Is Murano famous?

Yes. Since ancient times people have paid an almost mystic attention to glass, attributing something magical and supernatural to this transparent material. Magicians predicted the future by gazing into a crystal sphere and chemists and alchemists studied prisms in search of a stone which would turn metal into gold. Like the fire that gave life to the popular belief of the Phoenix (the mythological bird with the golden plumes) glass became synonymous with beauty.

Even now visitors to Murano find the same scenes which inspired writers and legends. The furnace structures have remained largely unaltered over time and new technology is rarely found. All this is because of the attachment the craft workers have toward tradition. They seem to have frozen in time over more than a thousand years of history. 

The origins of the art of glass blowing in Venice can be traced back to the 7th Century. This is confirmed by a document written by a Benedict monk named Domenico who manufactured phials for use in the home. The technique used to make the phials was that of blowing into glass using the same instruments Roman glassblowers had invented before passing them down through the ages. It is presumed that the technique was refined in Venice more than elsewhere in Europe because of its trading contacts with the Orient and with peoples that had an ancient tradition in glass blowing including the Syrians and the Egyptians. This mix of traditions gave Venetian production a uniqueness that has made its glass so important throughout the world.

Murano itself is usually described as an island in the Venetian lagoon, although like Venice itself it is actually an archipelago of islands linked by bridges. It lies about a mile north of Venice and is the most famous 'district' of Venice for glass making, particularly lampworking. It was settled by the Romans and first prospered through fishing and the production of salt before becoming a major port for trade.


Murano in the prospective map by Jacopo de'Barbari
Reproduced with the kind permission of Correr Museum, Venice, Italy.
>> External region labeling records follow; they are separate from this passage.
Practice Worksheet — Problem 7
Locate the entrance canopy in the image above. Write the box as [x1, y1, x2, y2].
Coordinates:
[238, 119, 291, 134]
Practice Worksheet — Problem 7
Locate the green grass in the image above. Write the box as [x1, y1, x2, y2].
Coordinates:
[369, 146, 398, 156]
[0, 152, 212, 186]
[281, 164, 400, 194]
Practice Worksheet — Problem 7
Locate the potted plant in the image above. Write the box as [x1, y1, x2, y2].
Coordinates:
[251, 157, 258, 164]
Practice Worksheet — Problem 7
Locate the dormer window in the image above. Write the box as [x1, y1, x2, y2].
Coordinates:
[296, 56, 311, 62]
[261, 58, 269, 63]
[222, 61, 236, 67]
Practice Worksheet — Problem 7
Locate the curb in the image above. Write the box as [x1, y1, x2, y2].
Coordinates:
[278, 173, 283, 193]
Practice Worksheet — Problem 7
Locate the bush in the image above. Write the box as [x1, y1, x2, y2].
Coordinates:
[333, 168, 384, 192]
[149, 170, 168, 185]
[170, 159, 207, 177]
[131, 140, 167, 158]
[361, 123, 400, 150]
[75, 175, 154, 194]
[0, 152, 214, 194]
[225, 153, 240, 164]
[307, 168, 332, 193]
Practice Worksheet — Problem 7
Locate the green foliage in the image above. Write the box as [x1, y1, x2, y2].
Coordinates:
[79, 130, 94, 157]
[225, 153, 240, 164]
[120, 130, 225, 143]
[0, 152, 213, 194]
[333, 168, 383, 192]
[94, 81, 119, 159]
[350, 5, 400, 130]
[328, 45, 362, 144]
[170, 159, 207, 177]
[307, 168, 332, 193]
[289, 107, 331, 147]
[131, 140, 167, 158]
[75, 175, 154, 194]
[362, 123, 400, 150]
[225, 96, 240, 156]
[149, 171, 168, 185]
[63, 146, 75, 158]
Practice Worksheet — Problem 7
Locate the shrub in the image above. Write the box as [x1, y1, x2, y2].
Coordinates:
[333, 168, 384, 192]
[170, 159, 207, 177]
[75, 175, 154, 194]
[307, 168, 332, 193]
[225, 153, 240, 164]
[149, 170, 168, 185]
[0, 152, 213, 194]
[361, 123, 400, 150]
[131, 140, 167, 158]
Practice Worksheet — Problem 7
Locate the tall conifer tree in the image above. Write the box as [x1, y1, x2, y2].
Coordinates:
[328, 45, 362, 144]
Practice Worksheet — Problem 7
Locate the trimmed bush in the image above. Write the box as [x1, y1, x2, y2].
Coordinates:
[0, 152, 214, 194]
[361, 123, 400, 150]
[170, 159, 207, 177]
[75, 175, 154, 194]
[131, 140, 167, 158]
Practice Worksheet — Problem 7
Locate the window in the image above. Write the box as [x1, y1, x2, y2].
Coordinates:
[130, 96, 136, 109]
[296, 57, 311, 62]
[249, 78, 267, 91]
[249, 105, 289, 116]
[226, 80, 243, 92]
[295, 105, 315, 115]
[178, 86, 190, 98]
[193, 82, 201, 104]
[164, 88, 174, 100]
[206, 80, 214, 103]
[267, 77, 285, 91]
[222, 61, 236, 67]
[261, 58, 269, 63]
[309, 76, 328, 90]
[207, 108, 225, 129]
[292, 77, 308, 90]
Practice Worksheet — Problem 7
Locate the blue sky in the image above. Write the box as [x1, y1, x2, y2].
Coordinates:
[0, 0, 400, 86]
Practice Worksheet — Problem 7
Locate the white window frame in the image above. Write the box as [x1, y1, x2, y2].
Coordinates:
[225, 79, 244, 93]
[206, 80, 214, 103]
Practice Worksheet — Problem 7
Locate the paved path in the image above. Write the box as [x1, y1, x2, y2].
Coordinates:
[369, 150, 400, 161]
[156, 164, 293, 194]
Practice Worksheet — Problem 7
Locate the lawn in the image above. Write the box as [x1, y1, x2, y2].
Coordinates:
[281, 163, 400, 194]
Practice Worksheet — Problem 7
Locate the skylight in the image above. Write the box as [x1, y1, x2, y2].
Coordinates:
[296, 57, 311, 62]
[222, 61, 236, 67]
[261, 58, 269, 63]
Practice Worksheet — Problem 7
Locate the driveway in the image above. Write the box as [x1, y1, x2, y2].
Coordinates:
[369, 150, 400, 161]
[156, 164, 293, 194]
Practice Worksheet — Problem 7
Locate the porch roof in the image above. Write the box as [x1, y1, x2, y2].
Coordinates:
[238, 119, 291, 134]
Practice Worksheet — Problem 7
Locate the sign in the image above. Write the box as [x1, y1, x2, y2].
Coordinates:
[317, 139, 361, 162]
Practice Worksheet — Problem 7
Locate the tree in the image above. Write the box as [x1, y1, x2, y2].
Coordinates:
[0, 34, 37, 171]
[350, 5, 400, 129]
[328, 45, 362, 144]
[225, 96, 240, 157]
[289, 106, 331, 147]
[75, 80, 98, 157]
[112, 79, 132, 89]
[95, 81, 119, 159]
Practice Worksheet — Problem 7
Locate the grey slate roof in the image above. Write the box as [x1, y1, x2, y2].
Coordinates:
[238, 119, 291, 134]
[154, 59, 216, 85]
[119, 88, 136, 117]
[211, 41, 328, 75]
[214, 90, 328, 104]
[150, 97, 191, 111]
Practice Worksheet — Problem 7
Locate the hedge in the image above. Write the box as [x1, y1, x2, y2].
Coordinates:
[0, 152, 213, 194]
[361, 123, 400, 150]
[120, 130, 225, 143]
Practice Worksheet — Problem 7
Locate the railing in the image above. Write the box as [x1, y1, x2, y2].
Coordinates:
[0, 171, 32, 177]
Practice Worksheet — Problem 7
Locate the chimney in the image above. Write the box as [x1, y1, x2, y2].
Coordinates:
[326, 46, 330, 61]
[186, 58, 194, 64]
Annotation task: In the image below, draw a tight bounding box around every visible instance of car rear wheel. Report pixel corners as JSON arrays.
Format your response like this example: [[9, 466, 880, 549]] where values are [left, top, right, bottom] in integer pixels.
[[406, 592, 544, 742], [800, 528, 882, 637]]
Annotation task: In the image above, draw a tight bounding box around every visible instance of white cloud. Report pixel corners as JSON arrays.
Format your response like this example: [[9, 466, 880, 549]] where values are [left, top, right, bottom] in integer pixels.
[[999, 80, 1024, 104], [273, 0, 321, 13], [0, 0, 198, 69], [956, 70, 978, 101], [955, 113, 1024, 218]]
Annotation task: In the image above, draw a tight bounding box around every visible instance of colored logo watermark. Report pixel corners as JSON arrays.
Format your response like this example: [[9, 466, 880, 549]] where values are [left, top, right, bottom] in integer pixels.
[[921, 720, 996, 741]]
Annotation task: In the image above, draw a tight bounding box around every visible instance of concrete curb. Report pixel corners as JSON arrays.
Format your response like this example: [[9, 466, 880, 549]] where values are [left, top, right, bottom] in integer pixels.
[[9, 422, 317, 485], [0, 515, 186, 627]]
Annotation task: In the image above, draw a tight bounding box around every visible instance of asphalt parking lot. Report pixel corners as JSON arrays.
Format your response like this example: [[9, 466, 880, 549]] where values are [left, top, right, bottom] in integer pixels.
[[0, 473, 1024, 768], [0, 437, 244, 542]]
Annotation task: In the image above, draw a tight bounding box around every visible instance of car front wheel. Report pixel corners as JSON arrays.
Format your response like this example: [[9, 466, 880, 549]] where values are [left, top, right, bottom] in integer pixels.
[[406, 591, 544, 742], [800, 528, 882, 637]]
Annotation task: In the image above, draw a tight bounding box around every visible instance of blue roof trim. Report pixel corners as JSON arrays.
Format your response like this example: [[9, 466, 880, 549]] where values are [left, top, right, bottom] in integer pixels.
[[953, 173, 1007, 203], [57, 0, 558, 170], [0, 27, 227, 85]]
Murano’s reputation as a centre for glass making was born when the Venetian Republic, fearing fire and destruction to the city’s mostly wood buildings, ordered glass workers to move their foundries to Murano in 1291. The glass workers were soon the island’s most prominent citizens. By the 14th Century glass makers were allowed to wear swords, enjoyed immunity from prosecution by the Venetian state and found their daughters married into Venice’s most affluent families. Of course, there was a catch: glass workers weren't allowed to leave the Republic. However, some craftsmen escaped and set up glass furnaces in surrounding cities and as far afield as England and the Netherlands.

Murano’s glass workers held a monopoly on quality glass making for centuries, developing or refining many technologies including crystal, enamelled glass (it. smalto), glass with threads of gold or gold dust (it. aventurine), multicoloured glass (it. millefiori) and milk glass (it. lattimo). Today, the artisans of Murano are still employing these century-old techniques, crafting everything from contemporary art glass to chandeliers and beads for jewellery.